The total Internally Generated Revenue (IGR) by all states in Nigeria hits N1.16tn in 2018. This is revealed in the latest full year IGR report released by the National Bureau of Statistics (NBS), covering the year 2018.
According to the NBS report, the latest IGR data indicates a positive growth of 22.79% quarter on quarter and 24.82% Year on Year. Specifically, in 2017 total IGR was 936.4bn, thereby increased to 1.16trn
The breakdown shows that Lagos State maintained a distant top as it recorded the highest IGR of N382.1 billion in 2018, followed by Rivers State (N112.7bn) and Ogun State (N84.5bn).
Similarly, IGR for states in the fourth quarter shows that IGR figure hit N324.59bn compared to N264.34bn recorded in Q3 2018. This indicates a positive growth of 22.79% quarter on quarter and 24.82% year on year.
Top ten states with highest IGR in 2018: The top 10 states in Nigeria in term of 2018 IGR accounted for 71 percent of total IGR. The breakdown shows that the top 10 states accumulated a total of N830.2bn IGR in 2018.
North East zone dominated 10 states with the least IGR: In the NBS report, data shows that the North East region dominated the 10 states. The North Eastern States include: Adamawa, Bauchi, Borno, Gombe, Taraba and Yobe States.
Overall, the 10 States with least IGR recorded N62.4bn in 2018. On the top ten list are: Nassarawa, Gombe, Katsina, Borno, Ekiti, Adamawa, Ebonyi, Taraba, Kebbi and Yobe States. Five out of these states with the lowest IGR are from the North East zone of Nigeria. This further suggests the reasons behind the low level of underdevelopment in the region.
Lagos tops IGR in last quarter 2018: All states including the FCT generated a total of N324.5bn IGR in the last quarter of 2018. Some highlights are revealed below:
- Thirty-one (31) states and the FCT recorded growth in IGR
- Five (5) states recorded a decline in IGR
- Lagos recorded highest IGR in Q4, followed by Rivers and Ogun States
- Kebbi, Adamawa, and Yobe all recorded the least IGR in Q4.
Total IGR of Lagos state in 2018 larger than all states in Q4 IGR: For the full year 2018, Lagos state also tops with N382bn. When this is compared with the N324.5bn IGR generated by all the states in Q4, shows that over one-fourth of IGR in Nigeria is generated in Lagos. Specifically, 33 percent of total IGR in 2018 is accruable to Lagos State.

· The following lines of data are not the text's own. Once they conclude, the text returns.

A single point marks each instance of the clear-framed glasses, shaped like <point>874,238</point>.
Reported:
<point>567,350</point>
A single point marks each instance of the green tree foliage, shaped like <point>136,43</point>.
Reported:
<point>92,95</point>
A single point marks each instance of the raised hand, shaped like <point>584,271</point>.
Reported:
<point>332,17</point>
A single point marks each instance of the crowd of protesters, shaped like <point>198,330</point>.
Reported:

South-West and South-South zones control 71% of IGR in 2018: Unsurprisingly, the IGR data shows that about N788bn out of 1.1trn recorded across all states excluding FCT. It indicates that 71.4% of the total IGR was from these two zones in the country. Southwest generated N533bn, while South-South recorded N225bn.

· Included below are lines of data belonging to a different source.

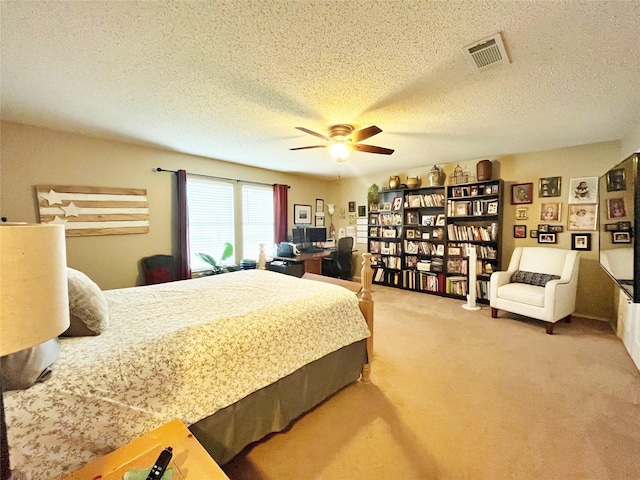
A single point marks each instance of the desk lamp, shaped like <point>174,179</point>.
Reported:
<point>34,302</point>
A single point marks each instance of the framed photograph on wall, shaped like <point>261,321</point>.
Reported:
<point>549,187</point>
<point>521,193</point>
<point>616,208</point>
<point>522,213</point>
<point>580,241</point>
<point>616,180</point>
<point>582,217</point>
<point>301,214</point>
<point>583,190</point>
<point>620,237</point>
<point>547,238</point>
<point>550,212</point>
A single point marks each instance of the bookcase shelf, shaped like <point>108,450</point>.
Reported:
<point>420,238</point>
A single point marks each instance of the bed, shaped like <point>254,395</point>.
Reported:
<point>234,356</point>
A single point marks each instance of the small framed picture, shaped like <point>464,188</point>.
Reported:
<point>624,225</point>
<point>549,187</point>
<point>550,212</point>
<point>519,231</point>
<point>301,214</point>
<point>427,220</point>
<point>616,208</point>
<point>580,241</point>
<point>547,238</point>
<point>521,193</point>
<point>412,218</point>
<point>616,180</point>
<point>522,213</point>
<point>620,237</point>
<point>583,190</point>
<point>582,217</point>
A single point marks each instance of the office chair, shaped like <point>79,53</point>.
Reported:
<point>339,263</point>
<point>158,269</point>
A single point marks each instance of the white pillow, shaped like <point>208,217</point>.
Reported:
<point>88,308</point>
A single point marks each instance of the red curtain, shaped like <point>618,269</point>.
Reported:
<point>183,266</point>
<point>280,205</point>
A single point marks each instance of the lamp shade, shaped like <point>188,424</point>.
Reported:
<point>34,299</point>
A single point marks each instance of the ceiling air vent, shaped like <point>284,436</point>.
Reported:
<point>486,53</point>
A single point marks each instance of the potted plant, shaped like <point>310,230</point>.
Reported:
<point>216,265</point>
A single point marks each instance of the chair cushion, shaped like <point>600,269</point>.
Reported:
<point>522,293</point>
<point>533,278</point>
<point>158,275</point>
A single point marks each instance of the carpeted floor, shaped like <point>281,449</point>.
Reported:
<point>459,395</point>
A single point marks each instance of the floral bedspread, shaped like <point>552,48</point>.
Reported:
<point>177,350</point>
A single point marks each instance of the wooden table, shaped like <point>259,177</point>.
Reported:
<point>312,261</point>
<point>190,460</point>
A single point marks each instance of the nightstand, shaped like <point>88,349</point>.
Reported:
<point>190,460</point>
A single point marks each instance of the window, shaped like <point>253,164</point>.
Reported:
<point>257,220</point>
<point>210,219</point>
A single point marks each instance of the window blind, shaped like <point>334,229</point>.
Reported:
<point>210,205</point>
<point>257,220</point>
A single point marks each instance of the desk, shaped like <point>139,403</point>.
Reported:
<point>311,262</point>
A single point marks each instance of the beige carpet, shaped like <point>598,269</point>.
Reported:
<point>459,395</point>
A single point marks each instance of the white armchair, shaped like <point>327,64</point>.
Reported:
<point>543,288</point>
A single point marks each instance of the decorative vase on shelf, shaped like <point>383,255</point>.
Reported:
<point>413,182</point>
<point>436,177</point>
<point>483,170</point>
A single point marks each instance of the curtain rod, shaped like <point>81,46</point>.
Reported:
<point>160,169</point>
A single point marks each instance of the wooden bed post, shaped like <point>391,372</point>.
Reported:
<point>366,307</point>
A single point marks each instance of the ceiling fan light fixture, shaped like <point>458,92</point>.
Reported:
<point>339,151</point>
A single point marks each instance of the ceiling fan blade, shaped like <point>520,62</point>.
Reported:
<point>313,146</point>
<point>364,133</point>
<point>372,149</point>
<point>315,134</point>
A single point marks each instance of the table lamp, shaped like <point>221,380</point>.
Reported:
<point>34,301</point>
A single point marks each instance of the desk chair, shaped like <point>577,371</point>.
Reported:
<point>339,263</point>
<point>159,269</point>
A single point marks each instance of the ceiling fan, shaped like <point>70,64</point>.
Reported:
<point>343,139</point>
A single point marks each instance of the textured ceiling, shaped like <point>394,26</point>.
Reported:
<point>231,79</point>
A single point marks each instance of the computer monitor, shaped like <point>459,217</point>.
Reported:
<point>298,235</point>
<point>316,234</point>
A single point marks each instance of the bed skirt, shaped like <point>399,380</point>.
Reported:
<point>272,408</point>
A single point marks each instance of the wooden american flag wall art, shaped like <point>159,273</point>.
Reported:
<point>94,210</point>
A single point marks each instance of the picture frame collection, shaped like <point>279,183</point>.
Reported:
<point>581,210</point>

High IGR deprived of developments: The IGR data shows that two zones recorded more IGRs, and this has reflected in their levels of development as well. Specifically, South West recorded the lowest unemployment in the third quarter of 2018. What this shows is that the low level of unemployment could be traced to the high level industrialization in the zone, which pressures down unemployment. This means the economy of this zone is on a growth path.
However, South-South region ranks second in IGR, but the zone recording the highest unemployment rate in the country. This suggests that the zone may be witnessing an unbalanced growth pattern, where IGR is skewed towards the oil-related revenue which does not have high labour absorptive capacity.
Lastly, the Northern zones of Nigeria, which generated onky 28% of IGR, really need to do more to attract development across the region. Although unemployment is relatively average, underemployment remains quite high. Agriculture is the dominant sector in these regions, and the moribund state of the sector in Nigeria may be responsible for the low IGR.
Recently, the Vice President, Yemi Osinbajo, reportedly charged States to emulate Lagos State in terms of IGR and minimum wage.
“Lagos State, the highest IGR earner, was earning N600m in IGR when the minimum wage was increased from N7,500 to N18,000 — about 140 percent increase. We are confronted again with the new increase in the minimum wage. So, as scripture says, ‘There is nothing new under the sun. We must confront the problem, not merely by hoping that the Federal Government can do more.
“Already, our deficit is close to N2trn, while debt service is somewhere in the order of 54 per cent. States must, in the next few years, earn more in IGR.